A big part of the game is killing zombies while you forage for supplies. On the Mac and PC version, you shoot zombies with the mouse by holding down the left mouse button, drawing a line from the zombie to you (it doesn’t have to be very long), and letting go. This takes a bit getting used to, but is vastly preferable to the control option on consoles where you use one analog stick to pull away from the direction of a zombie and then let go to fire a shot. Although it’s the same concept, on a console it’s much slower, less intuitive, and not as accurate. Your mileage may vary. Once in a while you’ll even run across boss encounters that take more hits and move faster than the regular old zombies.

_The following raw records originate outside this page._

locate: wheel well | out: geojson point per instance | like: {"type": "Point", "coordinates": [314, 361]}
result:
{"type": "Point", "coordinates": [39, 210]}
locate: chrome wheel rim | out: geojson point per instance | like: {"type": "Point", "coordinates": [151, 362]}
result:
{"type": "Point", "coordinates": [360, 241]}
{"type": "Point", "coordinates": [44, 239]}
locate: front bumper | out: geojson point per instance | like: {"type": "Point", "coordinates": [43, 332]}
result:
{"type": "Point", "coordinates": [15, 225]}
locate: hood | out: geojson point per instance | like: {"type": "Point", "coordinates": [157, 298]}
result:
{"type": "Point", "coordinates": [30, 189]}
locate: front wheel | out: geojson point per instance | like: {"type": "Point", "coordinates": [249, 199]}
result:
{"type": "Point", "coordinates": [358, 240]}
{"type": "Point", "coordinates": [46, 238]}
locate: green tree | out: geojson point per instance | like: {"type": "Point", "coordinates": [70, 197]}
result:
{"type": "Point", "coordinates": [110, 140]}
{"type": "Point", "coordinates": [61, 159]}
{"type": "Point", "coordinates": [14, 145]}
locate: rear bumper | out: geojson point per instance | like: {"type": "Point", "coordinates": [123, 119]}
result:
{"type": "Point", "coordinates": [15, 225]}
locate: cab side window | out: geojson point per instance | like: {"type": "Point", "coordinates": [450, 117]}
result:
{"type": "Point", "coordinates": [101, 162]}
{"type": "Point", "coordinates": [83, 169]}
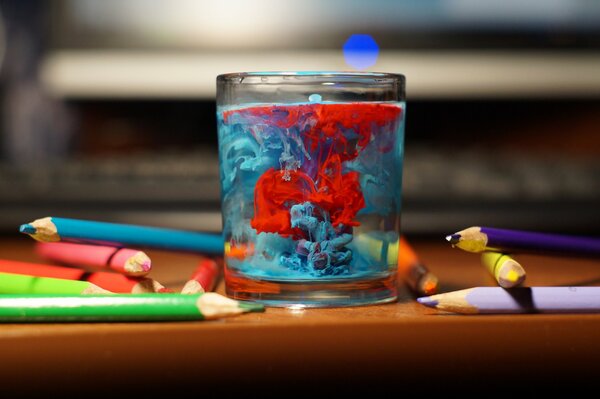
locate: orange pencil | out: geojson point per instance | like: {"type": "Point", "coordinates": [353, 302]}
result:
{"type": "Point", "coordinates": [414, 273]}
{"type": "Point", "coordinates": [113, 282]}
{"type": "Point", "coordinates": [204, 277]}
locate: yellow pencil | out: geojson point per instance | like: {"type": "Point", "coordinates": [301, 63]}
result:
{"type": "Point", "coordinates": [507, 271]}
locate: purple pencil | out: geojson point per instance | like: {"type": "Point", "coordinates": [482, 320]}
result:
{"type": "Point", "coordinates": [479, 239]}
{"type": "Point", "coordinates": [517, 300]}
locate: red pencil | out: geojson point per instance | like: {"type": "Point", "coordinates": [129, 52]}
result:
{"type": "Point", "coordinates": [204, 277]}
{"type": "Point", "coordinates": [123, 260]}
{"type": "Point", "coordinates": [113, 282]}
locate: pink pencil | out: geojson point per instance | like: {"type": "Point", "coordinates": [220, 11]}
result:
{"type": "Point", "coordinates": [123, 260]}
{"type": "Point", "coordinates": [203, 278]}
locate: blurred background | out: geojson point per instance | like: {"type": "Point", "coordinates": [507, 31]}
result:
{"type": "Point", "coordinates": [108, 107]}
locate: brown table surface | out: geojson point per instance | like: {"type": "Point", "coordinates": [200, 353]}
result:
{"type": "Point", "coordinates": [381, 344]}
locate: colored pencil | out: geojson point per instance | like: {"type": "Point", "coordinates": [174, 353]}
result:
{"type": "Point", "coordinates": [52, 229]}
{"type": "Point", "coordinates": [123, 260]}
{"type": "Point", "coordinates": [120, 307]}
{"type": "Point", "coordinates": [113, 282]}
{"type": "Point", "coordinates": [507, 271]}
{"type": "Point", "coordinates": [420, 280]}
{"type": "Point", "coordinates": [517, 300]}
{"type": "Point", "coordinates": [204, 277]}
{"type": "Point", "coordinates": [11, 283]}
{"type": "Point", "coordinates": [479, 239]}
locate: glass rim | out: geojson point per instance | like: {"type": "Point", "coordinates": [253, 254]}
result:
{"type": "Point", "coordinates": [379, 77]}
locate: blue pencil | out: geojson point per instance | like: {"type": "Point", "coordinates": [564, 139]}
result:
{"type": "Point", "coordinates": [52, 229]}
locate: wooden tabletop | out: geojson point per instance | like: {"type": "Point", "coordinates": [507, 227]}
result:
{"type": "Point", "coordinates": [358, 348]}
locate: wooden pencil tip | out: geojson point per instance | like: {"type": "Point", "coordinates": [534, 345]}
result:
{"type": "Point", "coordinates": [27, 229]}
{"type": "Point", "coordinates": [453, 238]}
{"type": "Point", "coordinates": [428, 301]}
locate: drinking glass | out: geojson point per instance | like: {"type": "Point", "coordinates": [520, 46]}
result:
{"type": "Point", "coordinates": [311, 177]}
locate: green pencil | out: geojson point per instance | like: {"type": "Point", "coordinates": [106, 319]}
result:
{"type": "Point", "coordinates": [120, 307]}
{"type": "Point", "coordinates": [11, 283]}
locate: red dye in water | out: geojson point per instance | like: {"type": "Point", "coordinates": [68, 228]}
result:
{"type": "Point", "coordinates": [334, 133]}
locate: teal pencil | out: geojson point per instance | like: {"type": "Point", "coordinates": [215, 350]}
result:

Even on the easiest difficulty setting, The Organ Trail can be quite difficult. To survive the entire trek, you have to get good at shooting zombies, completing jobs in the town, conserving money, and balancing your resources. It’s harder than it seems, and also far harder than The Oregon Trail. Patience isn’t just a virtue here, it’s a necessity.
The Director’s Cut and Final Cut versions of the game are quite different, with the latter having more content than the former. The Director’s Cut is a linear journey across the continental United States. The Final Cut adds both branching paths and radiated areas. If a route leads into a neon green area, members of your crew can get radiation poisoning, further quickening their demise. Other advantages of playing the Final Cut are being able to unlock additional vehicles aside from the stock Station Wagon, more road events and story encounters along the way, and being able to fish in towns for more food. Given a choice, the Final Cut is the way to go (on PS4 and Vita, this is retitled as The Complete Edition).
One odd standalone mode buried in the Extras Menu is Clement’s Quest. Starring the very same Clement that gives you the tutorial, you control Clement’s Station Wagon as it moves from left to right navigating past cliffs and zombies. It plays like a simplified Excitebike, and is amusing enough to give it a spin.
Organ Trail is solid, but isn’t exactly gripping. Neither was The Oregon Trail. The zombie motif, music, and quirky call-outs to zombies in pop-culture go a long way in making this a twisted mirror version of a childhood favorite.